As of January 31, 2023, the Company had United States federal NOLs of approximately $131 million. The Plan is similar to the Company’s previous Tax Benefits Preservation Plan, as amended, dated March 4, 2019, by and between the Company and Computershare Inc., as rights agent, which expired on March 4, 2022.
The Company’s use of its NOLs could be substantially limited if the Company experiences an “ownership change” as defined in Section 382 of the Internal Revenue Code, as amended (“Section 382”). In general, an ownership change would occur if one or more of the Company’s stockholders who are deemed to be “5% shareholders” under Section 382 collectively increase their aggregate ownership of the Company’s common stock (the “Common Stock”) by more than 50 percentage points over the lowest percentage owned by such stockholders at any time within a rolling three-year period.

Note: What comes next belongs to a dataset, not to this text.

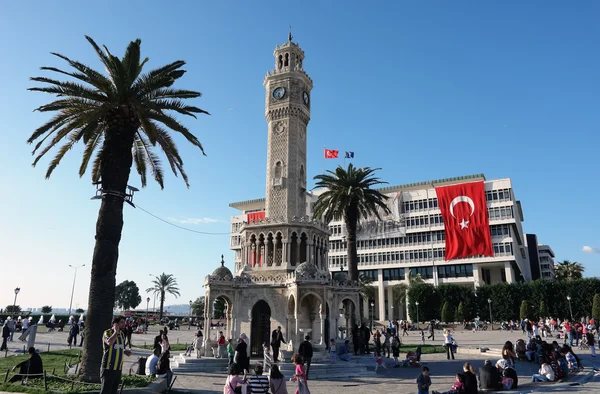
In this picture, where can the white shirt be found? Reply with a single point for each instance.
(547, 371)
(151, 363)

In connection with the adoption of the Plan, on August 16, 2023, the Board declared a dividend of one preferred share purchase right (a “Right”) on each outstanding share of Common Stock to holders of record as of the close of business on August 15, 2023 (the “Record Date”). Shares of Common Stock issued after the Record Date will be issued together with the Rights.
While the Plan is in effect, the Rights will become exercisable on the tenth business day subsequent to the date any person or group becomes an “Acquiring Person” under the Plan by acquiring beneficial ownership of 4.9% or more of Common Stock then outstanding or commences or announces an intention to commence a tender or exchange offer pursuant to which such person or group will become an Acquiring Person, without approval from the Board or without meeting certain customary exceptions. Stockholders already owning 4.9% or more of the outstanding Common Stock as of the time of the first public announcement of the Plan will only become Acquiring Persons if they acquire an additional 4.9% or more of the outstanding Common Stock. In addition, in its discretion, the Board may exempt certain persons whose acquisition of Common Stock is determined by the Board not to jeopardize the Company’s ability to utilize the NOLs.

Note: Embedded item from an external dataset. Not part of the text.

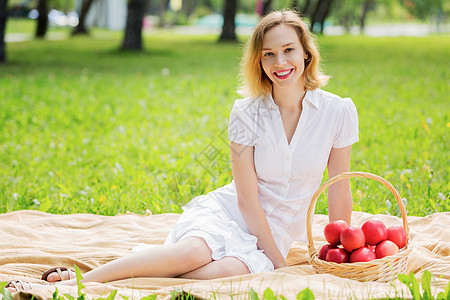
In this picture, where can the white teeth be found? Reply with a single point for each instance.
(283, 73)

Upon becoming exercisable, the Rights would entitle the holders thereof (other than the Rights held by the Acquiring Person, which will become null and void) to purchase additional shares of Common Stock at a significant discount, resulting in significant dilution to the economic interest and voting power of the Acquiring Person.

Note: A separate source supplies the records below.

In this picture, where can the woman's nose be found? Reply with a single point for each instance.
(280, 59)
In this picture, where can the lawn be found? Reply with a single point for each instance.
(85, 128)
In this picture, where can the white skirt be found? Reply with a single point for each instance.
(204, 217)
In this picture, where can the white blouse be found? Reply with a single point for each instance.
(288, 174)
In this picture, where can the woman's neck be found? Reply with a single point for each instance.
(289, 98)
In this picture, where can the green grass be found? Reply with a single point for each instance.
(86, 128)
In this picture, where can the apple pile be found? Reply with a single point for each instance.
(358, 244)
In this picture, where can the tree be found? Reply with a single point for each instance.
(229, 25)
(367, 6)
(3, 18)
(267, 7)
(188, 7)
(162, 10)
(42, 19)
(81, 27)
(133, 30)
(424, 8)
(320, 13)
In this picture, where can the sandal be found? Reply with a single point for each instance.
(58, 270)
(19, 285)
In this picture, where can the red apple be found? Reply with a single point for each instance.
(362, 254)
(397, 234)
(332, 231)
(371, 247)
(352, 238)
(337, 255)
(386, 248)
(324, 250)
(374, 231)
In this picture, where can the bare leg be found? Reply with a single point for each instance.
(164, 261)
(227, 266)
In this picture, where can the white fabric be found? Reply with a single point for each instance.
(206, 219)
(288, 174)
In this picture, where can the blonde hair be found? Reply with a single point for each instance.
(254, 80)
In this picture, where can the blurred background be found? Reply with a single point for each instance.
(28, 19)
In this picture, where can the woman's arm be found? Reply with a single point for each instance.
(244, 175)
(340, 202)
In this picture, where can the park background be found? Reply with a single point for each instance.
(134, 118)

The Rights will expire on August 16, 2024. The Rights may also expire on an earlier date upon the occurrence of certain other events specified in the Plan, including (i) the date on which the Rights are redeemed or exchanged under the Plan, (ii) the determination by the Board that the Plan is no longer necessary to preserve the NOLs or a reorganization of the Company resulting in stock transfer restrictions that provide protection for the NOLs similar to that provided by the Plan, (iii) the repeal of Section 382 or (iv) the first day of a taxable year that the Board determines that none of NOLs may be carried forward.
Subject to customary limitations, the Plan may be amended, redeemed or terminated by the Board at any time prior to being triggered or its expiration.
Additional details regarding the Plan are contained in a Current Report on Form 8-K to be filed by SeaChange with the U.S. Securities and Exchange Commission (the “SEC”).